The evidence suggests that this isn't just about double-dip recession. Something deeper seems to be going on: put simply, press advertising has become decoupled from the broader ad market.
This week, the Advertising Association and WARC released their numbers for ad markets in Q1. Web spend was up 11 percent year on year, out-of-home was up by three percent, radio rose by seven percent, cinema was up by 10 percent. TV was down by a whisker, but expected to remain flat for the year. By contrast, press was a disaster.
On the basis of reports from publishers, AA/WARC identified a decline of 10 percent in Q112. This suggests press advertising is now following a different trajectory to the rest of the ad market. GroupM’s forecasts for 2012, also published last week, suggest something similar.
Overall, Adam Smith of GroupM says that UK ad markets are in “maintenance mode”. Apart from web ads -- forecast to increase by 14 percent this year and make up 40 percent of the measurable ad economy -- GroupM is predicting modest increases in spend for every sector.
Again, press is the exception. GroupM’s prognosis for the nationals is a 6.3 percent decline during 2012. Note, too, the prediction for print ad revenues at Consumer Media: down by eight percent for the year. Print is behaving differently to every other medium.

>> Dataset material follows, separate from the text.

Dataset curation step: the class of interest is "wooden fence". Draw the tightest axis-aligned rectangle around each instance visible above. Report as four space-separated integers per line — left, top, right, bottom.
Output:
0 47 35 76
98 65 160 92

Remember the good old days?
All of this seems rather different from 2008-2009, when the nationals fended off ad revenue decline quite late in the day, long after the regional press has started plummeting. Back then, the nationals’ print ad revenues seemed resilient.
Today, you’d be hard-pressed to make that argument. Indeed, if you’re a pessimist, you might even be tempted to think that what’s happening to national ad revenues today looks rather like what happened to regional ad revenues in 2008 -- and we all know how that particular story turned out. For investors who own shares in conglomerates like DMGT and News Corp, only one question matters: where’s my cash geyser? Answer: it’s gone AWOL.
The City is driven by fashion. DMGT hasn’t confirmed or denied the FT’s report that it’s looking at a corporate split. In any case, we’re told that it may not spin off its national newspapers if it can offload Northcliffe, the troubled local newspaper division that was once valued at more than £1 billion.
However, this is also a company desperate to attract US-based investors. Under the circumstances, it makes a lot of sense to mimic News Corp. Other media conglomerates may do the same.
You could interpret a rash of moves like these as a profound vote of no confidence in the future of print – especially if you buy the decoupling argument. But think further ahead. Remarkably for a man who has tolerated hundreds of millions in losses at The Times over the years, Rupert Murdoch now says that “print losses” will not be “tolerated” inside Bad Co. “Each newspaper will be expected to pay its way,” he adds.
There’s been plenty of puzzlement about this statement. But taken in combination with his optimism about smartphones and tablets, it’s clear that Murdoch is anticipating an intensified effort to become sustainable on a digital basis. Nothing clears the mind like the prospect of impending doom.
Think of it in terms of a classroom of children turning up the Bunsen burners under sluggishly-performing chemical experiments. Some of their experiments will explode, others will produce the desired outcome.
In the lab, after class, we may end up clearing away some broken glass and mopping up spilled chemicals. But this is a price worth paying. Whatever it takes, speeding up the pace of digital transition can only be a good thing.